This repository contains code used to process and analyze 81 Plasmodium malariae genomes generated via hybrid capture sequencing. The original data files are available via SRA (BioProject ID PRJNA1157442).
Shell scripts are used to process sequence read files and are optimized for SLURM sbatch submission. While it is possible to adapt them to run on a Unix desktop, it will take much longer and require a large quantity of memory and storage space.
Initial processing using these shell scripts is expected to take up to a week on a high-performance computing cluster.
In order to run the subsequent analysis, you will need a working installation of R and RStudio. Code was optimized to run in R 4.2.2 and RStudio 2022.07.2. Individual R packages are detailed within each respective script.
Shell scripts rely on functioning installations of trim_galore, BBMap, bwa-mem2, GATK4, bcftools, vcftools, Tandem Repeats Finder, bedtools, python3, dadi-cli, donni, ADMIXTURE, PLINK v1.9, and RAxML Next Generation.
The following scripts are intended to be run in the order given:
- Pm_trim_individual_scripts.sh: trims sequencing adapters from fastq files
- Pm_bbsplit.sh: competitively aligns reads across multiple reference genomes
- Pm_bwa_individual.sh: select reads best aligned to the Pm reference genome after competitive alignment
- Pm_Picard.sh: adds readgroup information to Pm-aligned bam files
- Pm_HC_generate_gVCF.sh: generate gVCF files of variants across Pm genome for each sample
- Pm_HC_genotype_gVCFs.sh: genotypes individual gVCF files across entire sample pool, yielding vcf file showing variant sites
- Pm_filtering_determination.R: titrate quality filtering thresholds for raw variant output from unfiltered vcf file
- Pm_VariantFiltration.sh: applies hard quality filtering and missingness thresholds to VCF file, limits to SNPs, and excludes hypervariable regions
- COI_Pm_coiaf.R: estimates complexity of infection for each sample using COIAF
- Pf_sample_picker.R: selects, filters, and compiles metadata for P. falciparum samples from Pf7 database
These scripts must be completed before running any others (excluding scripts assessing sequencing metrics such as coverage, depth, and degree of enrichment) because the other scripts exclusively use monoclonal samples.
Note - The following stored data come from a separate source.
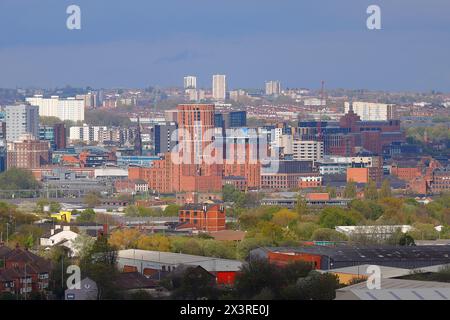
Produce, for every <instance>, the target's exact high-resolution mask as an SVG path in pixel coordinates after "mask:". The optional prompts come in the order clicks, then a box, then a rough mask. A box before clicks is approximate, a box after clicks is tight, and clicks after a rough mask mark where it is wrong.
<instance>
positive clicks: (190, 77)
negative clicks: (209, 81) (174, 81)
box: [184, 76, 197, 89]
mask: <svg viewBox="0 0 450 320" xmlns="http://www.w3.org/2000/svg"><path fill="white" fill-rule="evenodd" d="M184 88H185V89H197V77H194V76H186V77H184Z"/></svg>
- download_Pf7_vcfs.sh: downloads publicly-available P. falciparum VCF files from Pf7 database
- Pf_ortholog_samples.sh: subsets VCF to matched samples for nucleotide diversity calculation and comparison
- generate_Pm_beds.sh: generates bed files of P. malariae genome containing and excluding specific genomic intervals
- ortholog_masker.R: generates bed files containing only the 1-to-1 orthologs between Pf and Pm genomes
- Pm_pi.sh: calculates nucleotide diversity of in P. malariae orthologous genes
- Pf_pi.sh: calculates nucleotide diversity of in P. malariae orthologous genes
- Pm_pi.R: plots nucloetide diversity values across Pm and Pf orthologues
- LD_decay.R: calculates and graphs the decay of linkage disequilibrium across genomic intervals in both P. malariae and P. falciparum
- Pm_hmmibdr.R: uses hidden Markov model to identify genomic segments that are identical by descent
- Pm_PCA.R: performs and graphs principal components analysis on monoclonal P. malariae isolates
- Pm_DAPC.R: performs and plots discriminant analysis of principal components to identify samples clustered by genetic similarity
- ADMIXTURE.R: Uses ADMIXTURE to calculate estimated number of population clusters within sample pool.
- Pm_FST.R: Calculates weir-Fst between countries of origin
- MIT_API_processing.sh: extracts mitochondrial and apicoplast sequences for phylogenetic analyses
- Pm_phylogeny.R: generates maximum likelihood phylogenetic trees of Pm samples using RaxML
- Pm_nSL.sh: calculates NSL by chromosome
- Pm_selection.R: calculates, extracts, and visualizes Tajima's D and extracts and visualizes NSL among different genomic regions and intervals
- selection.sh: generates bed file showing genomic windows containing specific Pm genes of interest
- selection_Pf.sh: generates bed file showing genomic windows containing specific Pf genes of interest
- CDS_selection.sh: extracts sequences of complementarity-determining regions of specific genes of interest for selection analysis
Other scripts do not need to be run in any particular order, other than needing to complete alignment and deduplicating before calculating coverage and depth.